ただ無意味に形式上の謝罪をするのではなく、自らの行動を振り返り、自分の落ち度や愚行を確認してから謝罪する。そしてこの「申し訳ない」という言葉は相手にもきっと伝わる。
これが、僕がこの世界に来てしっかりと学んだこと。
「…アイヴィス。顔を上げてくれ。私にも疵瑕があった。」
リクシャリアさんはアイヴィスさんに優しく微笑み、やわらかい言葉をかけた。
こうしたように、相手側からの許しを得ることができると、謝罪した側も安心できるのだ。あぁ、ゆるしていただけた、と。

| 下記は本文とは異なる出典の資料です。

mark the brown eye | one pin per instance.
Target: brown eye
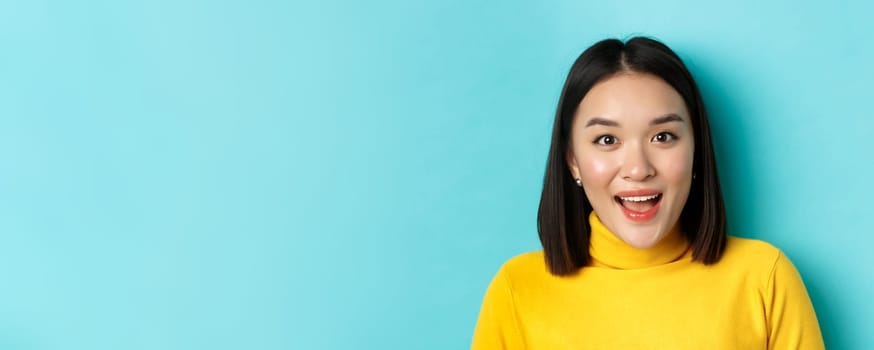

「さぁ。リン、アイヴィス。城下楽座へ赴こうではないか!」
リクシャリアさんが発した声に答えるかの如く、僕たちは笑顔でうなずいた。
所変わって市街地。
海から吹く優しい風に、僕はえも言われぬ心地よさを感じていた。
日本の海とはまた違った、さわやかで、そして身を預けたくなるような風だった。
「ふふ、どうですか凛君。この世界の海は。」
「はい。青々として、生命を感じさせます。」
アイヴィスさんの問いかけに僕は少し簡潔に答えた。アイヴィスさんは、微笑むだけで何も言ってはくれなかった。
「うむ。この海は生命の世界であると同時に、神秘の世界でもあるからな。果たして、この海の果てには何が広がっているのだろうな…」
リクシャリアさんはすこし切なさを感じさせる表情で、果てしなく広がる水平線を見つめていた。
海風に吹かれながら、僕たち三人は城下楽座へ足を運んでいた。